Hedge fund calls for Sotheby’s chief executive to ‘step down’
Sotheby’s says now is not the time to debate "baseless" comments
By Melanie Gerlis. Web only
Published online: 02 October 2013
Daniel Loeb, the chief executive and founder of the hedge fund Third Point, has become the largest shareholder in Sotheby’s and made public a stinging letter calling for the resignation of the auction house’s chairman and chief executive, Bill Ruprecht. A core issue raised is Sotheby’s lack of an online sales strategy, particularly in relation to its rival Christie’s.
Loeb, who upped Third Point’s stake in Sotheby's from 5.7% to 9.3% today, describes the company as “like an Old Master painting in desperate need of restoration” in a letter submitted to the US Securities and Exchange Commission. He says that Sotheby’s recent announcements concerning a review of its business and the hire of a new chief financial officer were “belated” efforts and that Third Point's management remains “troubled” by Sotheby’s “chronically weak operating margins and deteriorating competitive position relative to Christie’s”.
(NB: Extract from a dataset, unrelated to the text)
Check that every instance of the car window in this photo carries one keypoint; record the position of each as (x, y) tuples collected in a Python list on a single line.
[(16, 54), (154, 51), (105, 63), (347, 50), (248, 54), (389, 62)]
Later in the letter, Loeb says that Sotheby’s decision to focus only on high-end clients and works, and “shun the lower value lots”, enabled Christie’s to capture market share “by leveraging new technologies”. This, says Loeb, is “just one of many examples where a lack of leadership by a sleepy Board and overpaid executive team has resulted in missed new opportunities”. He writes: “our research suggests Sotheby’s crisis of leadership has created dysfunctional divisions and a fractured culture. There is a demoralising recognition among employees that Sotheby’s is not at the cutting edge—demonstrated by the Company’s inability to even develop a coherent plan for an internet sales strategy, much less implement one.”
Turning to Ruprecht personally, the letter talks of his “generous pay package” (his total compensation in 2012 was $6.3m), particularly relative to his own holding of Sotheby’s stock (0.22% of the business). Loeb writes that “a review of the company’s proxy statement reveals a perquisite package that invokes the long-gone era of imperial CEOs: a car allowance, coverage of tax planning costs, and reimbursement for membership fees and dues to elite country clubs.”
Also highlighted are “numerous anecdotes of waste” that Loeb says his company heard about “in the course of our investigation”. These include “a recent offsite meeting consisting of an extravagant lunch and dinner at a famous ‘farm-to-table’ New York area restaurant where Sotheby’s senior management feasted on organic delicacies and imbibed vintage wines at a cost to shareholders of multiple hundreds of thousands of dollars.”
While acknowledging that Ruprecht was an “able steward” following both the price-fixing scandal that engulfed both Sotheby’s and Christie’s in 2000, and through the global financial crisis in 2008, the letter calls for him to “step down from your positions as chairman, president and chief executive”, and for the roles of chairman and chief executive to be separated for his successor (this is recommended best practise in the UK). Loeb says he is “willing to join the board immediately” to “help recruit several new directors who have experience [in] increasing shareholder value, share a passion for art, understand technology and expanding geographic footprint.”
Ruprecht joined Sotheby’s in 1980 and has been its chief executive since 2000. A Sotheby’s statement says that “rather than debating incendiary and baseless comments, we are focused on serving our clients’ needs during this critical autumn sales season, including this week in Hong Kong, where our offerings are 77% higher than the same series last year—the highest estimate of any Sotheby’s sale in Asia.” The group says that it has produced “superior results—including a share price increase exceeding the Standard & Poor’s Midcap index over the one, five and ten year periods” and that its “comprehensive capital allocation review already underway demonstrates” its efforts to “optimise the balance sheet, improve the cost of capital and manage financial policies in a way that supports Sotheby’s strategy and delivers outstanding value to shareholders.” The auction house says that it will respond to the Third Point letter “at the appropriate time”.
In morning trading, Sotheby's shares remained flat at $49.93.